After 20 years of full time traffic policing you accumulate many memories. I was reminded of one on the weekend when a small pickup passed me by and I could see the bright patch from the right low beam headlight shining on the pavement about 3 meters in front of the vehicle. The memory concerns a driver who thought headlight aim was unimportant.
I had stopped that driver in much the same circumstances and issued a repair order for his vehicle. He did bring the order back to the detachment showing that the repair had been carried out, but it was inside a card offering to buy me coffee so I could sit down, relax and hopefully not take the issue so seriously.
Why Worry About Headlight Aim?
According to lighting expert Daniel Stern, "Lamp aim is by far the main thing that determines how well you can (or can't) see at night—it's even more important than the output and beam pattern of the headlamps themselves."
If you don't worry about it, your vehicle may never have it's headlights properly aimed. Canada's Motor Vehicle Safety Act does not require vehicle manufacturers to aim them before delivery to a customer. If you are purchasing a new vehicle, ask the dealer if the pre-delivery inspection includes checking that headlight aim is accurate.
If your headlight beams are set too low your ability to see at a distance is reduced. Set them too high and you can see further down the road but illumination of the pavement for vehicle guidance is affected.

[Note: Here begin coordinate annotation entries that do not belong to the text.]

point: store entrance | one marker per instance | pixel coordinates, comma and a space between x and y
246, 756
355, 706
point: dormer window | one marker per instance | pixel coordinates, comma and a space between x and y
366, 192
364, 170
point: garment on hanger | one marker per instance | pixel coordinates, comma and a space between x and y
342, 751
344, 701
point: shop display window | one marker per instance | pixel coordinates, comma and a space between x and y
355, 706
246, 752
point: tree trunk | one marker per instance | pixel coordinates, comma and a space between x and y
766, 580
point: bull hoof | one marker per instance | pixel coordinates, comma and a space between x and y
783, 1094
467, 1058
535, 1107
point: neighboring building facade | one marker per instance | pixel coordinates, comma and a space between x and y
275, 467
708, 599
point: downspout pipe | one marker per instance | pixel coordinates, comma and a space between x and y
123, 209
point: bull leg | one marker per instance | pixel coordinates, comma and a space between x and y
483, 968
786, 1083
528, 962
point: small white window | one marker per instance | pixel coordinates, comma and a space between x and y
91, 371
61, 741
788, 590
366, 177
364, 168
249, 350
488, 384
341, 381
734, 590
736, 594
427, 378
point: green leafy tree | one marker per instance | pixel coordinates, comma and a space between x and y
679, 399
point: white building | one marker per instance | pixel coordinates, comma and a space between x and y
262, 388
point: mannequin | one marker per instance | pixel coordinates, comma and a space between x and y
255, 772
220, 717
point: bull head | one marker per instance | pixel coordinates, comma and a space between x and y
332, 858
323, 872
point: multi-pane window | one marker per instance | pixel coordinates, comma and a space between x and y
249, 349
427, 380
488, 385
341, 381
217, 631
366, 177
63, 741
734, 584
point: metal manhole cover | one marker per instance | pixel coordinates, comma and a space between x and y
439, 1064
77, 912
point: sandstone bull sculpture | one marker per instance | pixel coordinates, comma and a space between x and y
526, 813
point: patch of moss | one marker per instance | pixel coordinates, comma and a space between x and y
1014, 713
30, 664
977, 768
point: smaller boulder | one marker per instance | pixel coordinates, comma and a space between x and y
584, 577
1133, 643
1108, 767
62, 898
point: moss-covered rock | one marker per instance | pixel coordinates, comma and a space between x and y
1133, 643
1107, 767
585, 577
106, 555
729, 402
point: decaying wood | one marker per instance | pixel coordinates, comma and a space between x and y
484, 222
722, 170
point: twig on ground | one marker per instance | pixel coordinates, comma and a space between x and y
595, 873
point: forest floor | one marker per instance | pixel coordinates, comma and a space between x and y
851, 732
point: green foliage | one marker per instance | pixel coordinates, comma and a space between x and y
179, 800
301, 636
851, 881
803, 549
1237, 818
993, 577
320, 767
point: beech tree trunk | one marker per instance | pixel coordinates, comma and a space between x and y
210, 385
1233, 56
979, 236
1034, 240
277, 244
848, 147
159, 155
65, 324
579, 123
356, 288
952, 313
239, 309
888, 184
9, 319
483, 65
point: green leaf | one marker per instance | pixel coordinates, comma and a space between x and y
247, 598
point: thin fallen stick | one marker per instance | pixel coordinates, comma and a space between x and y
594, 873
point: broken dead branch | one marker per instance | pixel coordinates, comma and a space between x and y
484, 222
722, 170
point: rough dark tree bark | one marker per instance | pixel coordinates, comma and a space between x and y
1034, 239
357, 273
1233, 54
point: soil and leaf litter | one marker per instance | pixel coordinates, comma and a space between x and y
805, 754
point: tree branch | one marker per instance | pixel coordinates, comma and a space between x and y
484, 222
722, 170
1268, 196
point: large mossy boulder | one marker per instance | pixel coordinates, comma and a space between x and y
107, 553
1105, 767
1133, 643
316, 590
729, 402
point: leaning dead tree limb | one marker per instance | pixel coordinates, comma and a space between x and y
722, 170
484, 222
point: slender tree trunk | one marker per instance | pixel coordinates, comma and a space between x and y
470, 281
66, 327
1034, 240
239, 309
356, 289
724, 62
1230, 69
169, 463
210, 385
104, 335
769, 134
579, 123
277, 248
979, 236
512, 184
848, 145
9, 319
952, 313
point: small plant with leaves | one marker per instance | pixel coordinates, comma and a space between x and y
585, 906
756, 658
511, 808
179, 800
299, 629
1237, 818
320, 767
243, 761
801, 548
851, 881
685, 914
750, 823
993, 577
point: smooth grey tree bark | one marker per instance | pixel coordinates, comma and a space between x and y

Mis-aligned headlights can prevent oncoming drivers from seeing properly, possibly with severe consequences.
Oddly enough, a driver with mis-aligned headlights is more susceptible to glare from oncoming vehicles. The difference between light levels of oncoming lamps and the visual task area while driving at night is smaller when your headlights are properly aimed than when they are not. Your eyes see the latter situation as one with more glare.
If you are going to have a repair or body shop adjust your headlights, make sure that they will be using an optical beam aiming instrument. Here's an example of instructions for using a headlight aiming instrument from Hella.
Do It Yourself Aiming
Doing it yourself is possible, but definitely not the best choice. There are detailed headlight aiming instructions on how to do the job on Daniel Stern's site. Be prepared to spend a significant amount of time to accomplish this.
Accuracy in adjustment is critical. If your headlights are misaimed by just half a degree, the amount of usable light projected even 23 metres (75 feet) ahead could be compromised and potentially useless.
Sorry sir, I still think that headlight aim is something to be taken seriously!
Thanks for this week's material, Tim. I can only imagine how many memories you accumulated over twenty years of service. Reading about them is always a nice touch, and I especially like the image of you receiving a card and a suggestion to relax.
Someone I know recently bought a late model used vehicle, and just yesterday, he remarked to me about how wonderfully effective his new wheels' headlights are. Lights are so easy to take for granted, but I've been trying to pay more attention to mine in the past few years. In addition to doing simple stuff, like keeping them clean, I've been keeping tabs on their alignment, too. It's good to know I'm fighting the war against oncoming glare!